The most fantastic example I can give on the sunny side of this to begin with is Horizon: Zero Dawn. Everything we saw about this game beforehand prepared us for what we'd see inside Aloy's world. We saw the glory, we're playing the glory, and we're so very glad for the glory to be real. On the flip side, the most obvious example in recent history, No Man's Sky. Personally, I had fun with this game. Yeah it was repetitive and sure the creatures weren't the giant hulking beasts I expected them to be, but I still enjoyed my time with it. The same point still remains however, the game is not what was advertised. Sony and Hello Games got a little wild and crazy with their marketing for the game, and fortunately for them/unfortunate for us, we all jumped on the hype train. I know I did, I bought No Man's Sky for full price when it first released.
There's a danger here that people were and still need to be talking about. Similar things have happened before on a smaller and less widely covered scale. Let's talk about Aliens: Colonial Marines for a moment. Yeah, remember that train wreck of a game? The original trailers for the game showed gameplay footage that never made it into the final game, due to differing developers having their hands on the it. Everyone got super psyched that we might finally be getting an Alien game that doesn't suck, but then guess what? It did. A product of unfortunate development issues certainly, but the let-down wouldn't have been so bad if not for the hype train blasting its way through first.
The most recent example of hype trains failing to deliver the precious cargo we were hoping for is Mass Effect: Andromeda. The internet is absolutely losing its mind over the many glitches and bugs affecting the game at the moment. There's the “android-esque” blank stare from one of the characters as she talks about how her “face is tired from dealing with everything.” Also floating around are gifs of characters whose legs seemed to have failed them catastrophically. As far as we've been concerned with the marketing surrounding Mass Effect: Andromeda, and the bevy of behind-the-scenes looks we've been privy to thus far, the game should be perfect.

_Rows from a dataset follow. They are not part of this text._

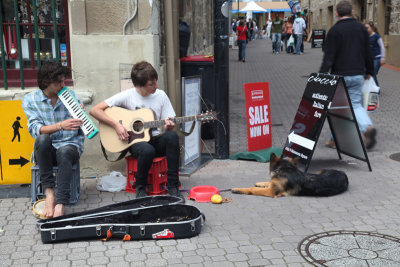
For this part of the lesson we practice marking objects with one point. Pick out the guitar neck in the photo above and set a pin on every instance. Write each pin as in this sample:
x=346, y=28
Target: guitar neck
x=176, y=120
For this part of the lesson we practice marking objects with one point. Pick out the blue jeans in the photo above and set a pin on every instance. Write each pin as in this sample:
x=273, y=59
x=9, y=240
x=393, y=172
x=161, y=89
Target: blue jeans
x=242, y=49
x=299, y=42
x=276, y=41
x=354, y=87
x=377, y=66
x=166, y=144
x=46, y=157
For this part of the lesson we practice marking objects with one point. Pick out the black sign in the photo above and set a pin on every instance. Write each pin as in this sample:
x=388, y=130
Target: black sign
x=325, y=96
x=318, y=38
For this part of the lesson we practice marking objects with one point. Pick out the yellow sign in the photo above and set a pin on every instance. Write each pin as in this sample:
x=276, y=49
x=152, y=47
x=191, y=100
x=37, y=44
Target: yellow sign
x=16, y=144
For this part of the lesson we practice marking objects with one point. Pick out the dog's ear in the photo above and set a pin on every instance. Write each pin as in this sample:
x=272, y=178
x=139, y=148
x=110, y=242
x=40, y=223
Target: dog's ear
x=294, y=161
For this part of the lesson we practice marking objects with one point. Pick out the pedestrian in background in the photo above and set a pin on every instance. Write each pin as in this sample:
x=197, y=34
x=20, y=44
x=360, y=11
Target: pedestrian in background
x=377, y=48
x=347, y=53
x=277, y=28
x=287, y=33
x=241, y=32
x=299, y=26
x=269, y=26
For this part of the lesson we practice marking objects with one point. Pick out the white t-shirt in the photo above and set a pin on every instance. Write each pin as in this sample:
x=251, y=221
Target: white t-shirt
x=132, y=100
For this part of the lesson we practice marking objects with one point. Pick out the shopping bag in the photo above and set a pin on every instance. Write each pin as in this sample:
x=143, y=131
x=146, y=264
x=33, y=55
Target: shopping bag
x=370, y=95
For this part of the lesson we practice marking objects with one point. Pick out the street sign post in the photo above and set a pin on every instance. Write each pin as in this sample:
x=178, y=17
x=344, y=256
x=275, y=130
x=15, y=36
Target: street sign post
x=16, y=144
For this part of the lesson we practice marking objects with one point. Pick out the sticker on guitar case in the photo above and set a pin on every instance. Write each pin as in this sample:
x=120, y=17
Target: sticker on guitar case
x=166, y=233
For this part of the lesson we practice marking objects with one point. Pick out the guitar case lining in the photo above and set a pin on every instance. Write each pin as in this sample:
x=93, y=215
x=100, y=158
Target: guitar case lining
x=157, y=217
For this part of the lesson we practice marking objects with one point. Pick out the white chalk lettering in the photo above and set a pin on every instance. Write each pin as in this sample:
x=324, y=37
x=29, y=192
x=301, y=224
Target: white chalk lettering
x=320, y=97
x=318, y=105
x=322, y=80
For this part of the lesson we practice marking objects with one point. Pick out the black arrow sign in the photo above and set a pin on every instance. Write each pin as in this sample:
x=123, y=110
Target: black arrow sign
x=21, y=161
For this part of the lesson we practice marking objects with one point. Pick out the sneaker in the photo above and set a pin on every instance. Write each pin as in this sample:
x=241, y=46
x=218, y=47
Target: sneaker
x=174, y=191
x=370, y=137
x=330, y=144
x=141, y=192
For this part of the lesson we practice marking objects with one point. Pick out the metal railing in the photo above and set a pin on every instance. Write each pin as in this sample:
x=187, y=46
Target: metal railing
x=16, y=25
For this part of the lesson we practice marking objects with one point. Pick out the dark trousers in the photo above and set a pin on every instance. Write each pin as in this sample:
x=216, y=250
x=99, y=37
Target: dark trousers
x=242, y=49
x=166, y=144
x=64, y=158
x=295, y=42
x=377, y=66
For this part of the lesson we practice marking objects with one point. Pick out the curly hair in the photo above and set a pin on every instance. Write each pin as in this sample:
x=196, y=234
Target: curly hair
x=142, y=72
x=344, y=8
x=51, y=72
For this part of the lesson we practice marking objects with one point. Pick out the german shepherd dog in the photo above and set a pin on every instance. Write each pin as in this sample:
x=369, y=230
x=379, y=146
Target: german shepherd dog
x=288, y=180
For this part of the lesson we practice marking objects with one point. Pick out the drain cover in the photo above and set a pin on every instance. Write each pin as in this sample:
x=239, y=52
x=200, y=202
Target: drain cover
x=395, y=156
x=351, y=248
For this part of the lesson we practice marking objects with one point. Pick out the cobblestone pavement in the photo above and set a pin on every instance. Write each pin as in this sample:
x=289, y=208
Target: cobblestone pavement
x=250, y=231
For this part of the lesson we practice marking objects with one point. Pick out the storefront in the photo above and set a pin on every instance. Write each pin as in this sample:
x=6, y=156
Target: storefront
x=33, y=31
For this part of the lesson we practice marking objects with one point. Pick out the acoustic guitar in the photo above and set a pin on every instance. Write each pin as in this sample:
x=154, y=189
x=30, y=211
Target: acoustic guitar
x=138, y=124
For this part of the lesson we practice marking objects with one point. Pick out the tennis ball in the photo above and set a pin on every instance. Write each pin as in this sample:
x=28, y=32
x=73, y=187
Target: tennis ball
x=216, y=199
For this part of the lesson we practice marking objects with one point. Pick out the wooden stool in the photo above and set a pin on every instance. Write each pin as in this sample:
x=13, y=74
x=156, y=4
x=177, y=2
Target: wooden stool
x=37, y=191
x=156, y=181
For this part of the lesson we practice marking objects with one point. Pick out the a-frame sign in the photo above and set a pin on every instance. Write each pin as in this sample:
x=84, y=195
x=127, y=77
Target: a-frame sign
x=325, y=96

The Mass Effect: Andromeda development team has said they're going to continue to perfect the game right up until it's pried from their cold dead hands, but that's still leaving us with the stomach in our throat feeling that the game might be bad. The intense flood of marketing for the game throughout its development, and especially close to the release date, has had us all climbing aboard that hype train hard once again. Here's hoping the destination station is as glamorous as we've been hoping all along. I'd rather not end up in bum-f*** nowhere Nebraska or something.
How do you feel about video game marketing and the magical smoke and mirrors effect it sometimes has on the eventual product? Do developers need to tone it down? Or do you enjoy the moments when the hype man cometh?